１画像入力部２メモリ３文字切り出し処理部４書体識別部５制御部６結果出力部８ストローク先端部分抽出手段９識別手段１１細線化部１２端点抽出部１３，２３ストローク先端部分抽出部２１輪郭追跡部２２曲率算出部３１ＣＰＵ３２ＲＯＭ３３ＲＡＭ３４スキャナ３５文書画像ファイル３６結果出力装置４０情報記憶媒体４１媒体駆動装置 DESCRIPTION OF SYMBOLS 1 Image input part 2 Memory 3 Character cutout processing part 4 Typeface identification part 5 Control part 6 Result output part 8 Stroke tip part extraction means 9 Identification means 11 Thin line thinning part 12 Endpoint extraction part 13, 23 Stroke tip part extraction part 21 Outline tracking Unit 22 curvature calculating unit 31 CPU 32 ROM 33 RAM 34 scanner 35 document image file 36 result output device 40 information storage medium 41 medium drive device

Claims

[Claims]

1. A stroke tip extracting means for extracting an image of a tip of a stroke of a character in a character image, and an image of a stroke tip of the character extracted by the stroke tip extracting means is prepared for each typeface.
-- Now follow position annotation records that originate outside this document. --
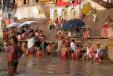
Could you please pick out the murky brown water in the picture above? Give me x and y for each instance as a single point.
(55, 67)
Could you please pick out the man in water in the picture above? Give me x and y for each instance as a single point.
(14, 54)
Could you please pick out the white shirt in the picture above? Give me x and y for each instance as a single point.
(31, 42)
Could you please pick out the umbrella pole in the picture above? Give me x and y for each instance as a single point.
(1, 19)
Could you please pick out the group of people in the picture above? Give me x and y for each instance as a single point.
(27, 41)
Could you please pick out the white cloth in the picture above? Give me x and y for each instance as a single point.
(72, 46)
(31, 42)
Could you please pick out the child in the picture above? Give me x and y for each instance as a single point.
(76, 52)
(97, 55)
(63, 52)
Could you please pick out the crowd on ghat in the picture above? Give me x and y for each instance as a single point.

A type identification device for identifying a typeface of a character as compared with a stroke tip shape model.

2. The typeface identification device according to claim 1, wherein
A typeface identification device, wherein the stroke leading end extracting means thins a character image, extracts an end point from the thinned image, and extracts an image of a leading end of the stroke from the character image based on the extracted end point position. .
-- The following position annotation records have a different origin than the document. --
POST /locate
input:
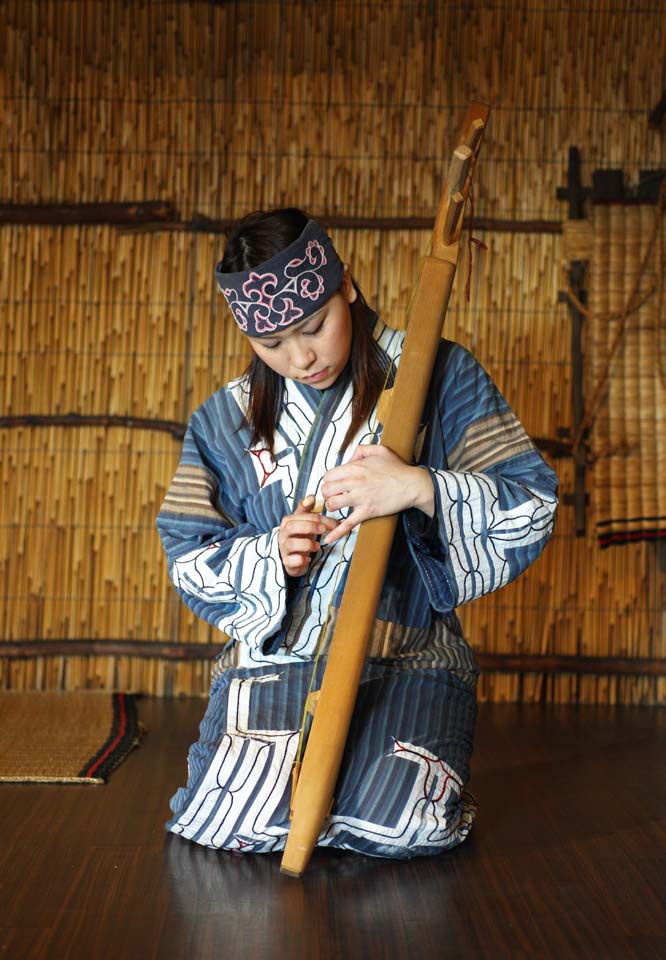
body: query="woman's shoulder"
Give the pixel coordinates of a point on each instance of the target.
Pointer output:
(225, 407)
3. The typeface identification device according to claim 1, wherein
The typeface identification apparatus, wherein the stroke tip extracting means traces the outline of the character image and extracts an image of the tip of the stroke from the character image based on the curvature.

4. An image of a leading end of a stroke of a character in a character image is extracted, and the extracted image of the leading end of a stroke of the character is compared with a prepared stroke leading end shape model for each typeface to identify a character typeface. A typeface identification method.
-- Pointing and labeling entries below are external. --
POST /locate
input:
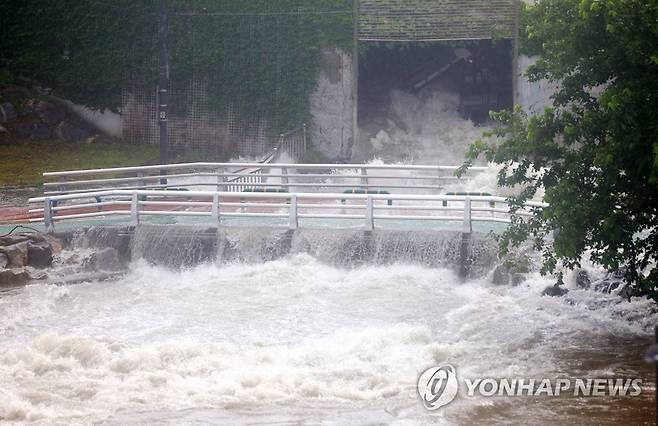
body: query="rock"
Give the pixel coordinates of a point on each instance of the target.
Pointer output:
(607, 286)
(517, 278)
(34, 130)
(38, 275)
(582, 279)
(55, 243)
(505, 275)
(39, 255)
(554, 291)
(16, 253)
(50, 113)
(18, 93)
(7, 112)
(627, 292)
(68, 132)
(103, 139)
(12, 239)
(106, 259)
(12, 277)
(501, 275)
(5, 136)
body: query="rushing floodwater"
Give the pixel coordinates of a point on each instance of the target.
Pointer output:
(297, 342)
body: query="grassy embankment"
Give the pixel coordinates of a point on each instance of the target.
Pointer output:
(22, 163)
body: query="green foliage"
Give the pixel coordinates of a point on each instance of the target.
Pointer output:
(23, 162)
(259, 56)
(595, 152)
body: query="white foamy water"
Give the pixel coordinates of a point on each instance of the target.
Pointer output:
(296, 341)
(424, 129)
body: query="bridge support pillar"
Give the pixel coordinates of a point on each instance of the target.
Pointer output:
(294, 223)
(370, 217)
(134, 209)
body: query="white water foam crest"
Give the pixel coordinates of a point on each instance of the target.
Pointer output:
(427, 130)
(288, 333)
5. An image of a leading end of a stroke of a character in a character image is extracted, and the image of the leading end of a stroke of the extracted character is compared with a stroke leading end shape model prepared for each typeface in advance to identify a character typeface. An information storage medium characterized by storing a program for performing the operation.